Renters outnumber homeowners in the country's largest cities including New York, Los Angeles and Chicago. More than 77 percent of Manhattan's occupied units were rented in the decade ended 2010, compared with nearly 23 that were owned, data from the Census Bureau showed.

Nationally, the home ownership rate fell 1.1 percent to 65.1 percent from 2000 to 2010, the largest decrease since the Great Depression, according to the U.S. Census Bureau. Falling home prices have discouraged some homebuyers.

The S&P/Case-Shiller index of property values in 20 cities fell 4 percent in December from a year earlier. Values are down 34 percent from a July 2006 peak.

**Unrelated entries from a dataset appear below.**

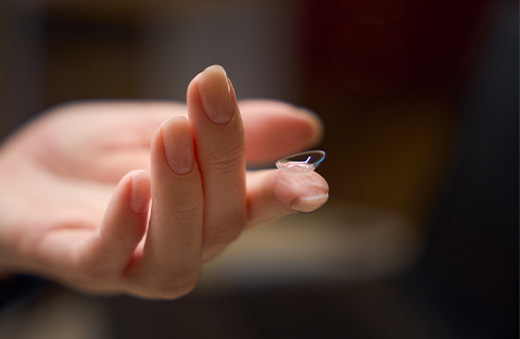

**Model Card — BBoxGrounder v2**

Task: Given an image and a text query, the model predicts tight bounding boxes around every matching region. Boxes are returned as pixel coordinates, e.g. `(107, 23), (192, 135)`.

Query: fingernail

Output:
(198, 65), (234, 124)
(161, 116), (194, 175)
(291, 193), (329, 212)
(130, 171), (150, 214)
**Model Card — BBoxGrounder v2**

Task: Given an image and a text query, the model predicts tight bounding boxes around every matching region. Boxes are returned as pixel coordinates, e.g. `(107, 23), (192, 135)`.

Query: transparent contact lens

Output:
(276, 151), (325, 173)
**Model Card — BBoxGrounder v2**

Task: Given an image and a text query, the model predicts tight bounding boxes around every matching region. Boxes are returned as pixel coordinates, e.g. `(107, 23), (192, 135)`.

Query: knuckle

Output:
(149, 269), (199, 299)
(209, 227), (242, 246)
(208, 145), (246, 173)
(169, 204), (202, 222)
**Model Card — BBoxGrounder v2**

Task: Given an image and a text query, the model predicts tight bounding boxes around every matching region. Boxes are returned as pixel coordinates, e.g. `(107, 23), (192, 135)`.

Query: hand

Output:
(0, 66), (328, 298)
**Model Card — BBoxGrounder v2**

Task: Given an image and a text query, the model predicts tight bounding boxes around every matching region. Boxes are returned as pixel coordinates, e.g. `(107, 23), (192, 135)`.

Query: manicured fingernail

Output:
(198, 65), (234, 124)
(130, 171), (150, 214)
(161, 116), (195, 175)
(291, 193), (329, 212)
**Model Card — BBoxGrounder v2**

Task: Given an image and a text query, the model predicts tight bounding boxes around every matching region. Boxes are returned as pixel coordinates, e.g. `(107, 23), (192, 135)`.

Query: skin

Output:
(0, 66), (328, 299)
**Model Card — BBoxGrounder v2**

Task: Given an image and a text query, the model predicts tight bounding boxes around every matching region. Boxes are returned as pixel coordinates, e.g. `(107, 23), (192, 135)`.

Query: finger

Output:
(187, 66), (246, 258)
(81, 171), (151, 276)
(136, 117), (203, 298)
(239, 100), (323, 165)
(247, 170), (329, 227)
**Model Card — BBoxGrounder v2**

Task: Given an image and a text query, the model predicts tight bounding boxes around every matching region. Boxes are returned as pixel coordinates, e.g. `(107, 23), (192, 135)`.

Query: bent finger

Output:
(82, 170), (151, 276)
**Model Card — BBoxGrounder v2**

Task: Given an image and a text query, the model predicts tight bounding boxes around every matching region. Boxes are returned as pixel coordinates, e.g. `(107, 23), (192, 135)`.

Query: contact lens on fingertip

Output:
(276, 150), (325, 173)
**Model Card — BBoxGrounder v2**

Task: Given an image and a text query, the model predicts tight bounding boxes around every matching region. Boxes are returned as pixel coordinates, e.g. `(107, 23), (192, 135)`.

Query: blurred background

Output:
(0, 0), (519, 338)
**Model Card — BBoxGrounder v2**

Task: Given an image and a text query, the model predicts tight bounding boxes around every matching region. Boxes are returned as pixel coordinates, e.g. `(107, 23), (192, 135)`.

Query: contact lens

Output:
(276, 151), (325, 173)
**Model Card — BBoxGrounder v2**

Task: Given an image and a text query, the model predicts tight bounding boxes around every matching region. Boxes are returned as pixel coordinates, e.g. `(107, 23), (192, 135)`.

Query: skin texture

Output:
(0, 66), (328, 299)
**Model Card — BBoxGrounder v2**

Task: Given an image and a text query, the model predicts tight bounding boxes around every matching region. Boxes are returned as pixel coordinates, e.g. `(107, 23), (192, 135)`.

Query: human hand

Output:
(0, 67), (328, 298)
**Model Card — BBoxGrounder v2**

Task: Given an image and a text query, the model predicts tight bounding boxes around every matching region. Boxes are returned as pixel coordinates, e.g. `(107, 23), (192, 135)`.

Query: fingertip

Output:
(248, 170), (329, 227)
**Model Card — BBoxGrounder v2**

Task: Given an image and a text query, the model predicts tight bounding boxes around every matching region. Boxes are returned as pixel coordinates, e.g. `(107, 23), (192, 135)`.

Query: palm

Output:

Low vacancy rates and rents that are likely to continue climbing this year have made apartments the "darling" of commercial real estate, according to Ryan Severino, economist at research firm Reis Inc.

Apartment Indices

The Bloomberg REIT Apartment Index of 16 publicly traded landlords returned 10 percent in the past year, including reinvested dividends, compared with returns of 6.8 percent for the Bloomberg REIT Index and 5.2 percent for the Standard & Poor's 500 Index. Equity Residential, the largest U.S. apartment REIT, returned 11.2 percent in the past year, according to data compiled by Bloomberg, and UDR gained 10.8 percent.

Toomey said in August that the REIT planned to invest as much as $1.8 billion in Manhattan apartment buildings. Its most recent purchase, about 700 apartment units at Columbus Square on the Upper West Side, was a joint venture with MetLife Inc., the biggest U.S. life insurer.

They partly funded the purchase with $302.3 million of 10- year fixed- and floating-rate debt from Fannie Mae, the government-supported mortgage company, UDR said in a statement last month. The loans pay 3.8 percent interest.

That compares with a rate of 4.85 percent for a 30-year jumbo mortgage to an individual in New York and 4.73 percent nationally, according to Bankrate.com data. For conforming Freddie Mac loans, rates are 3.95 percent, after falling to 3.87 percent this month, the lowest in records dating to 1971.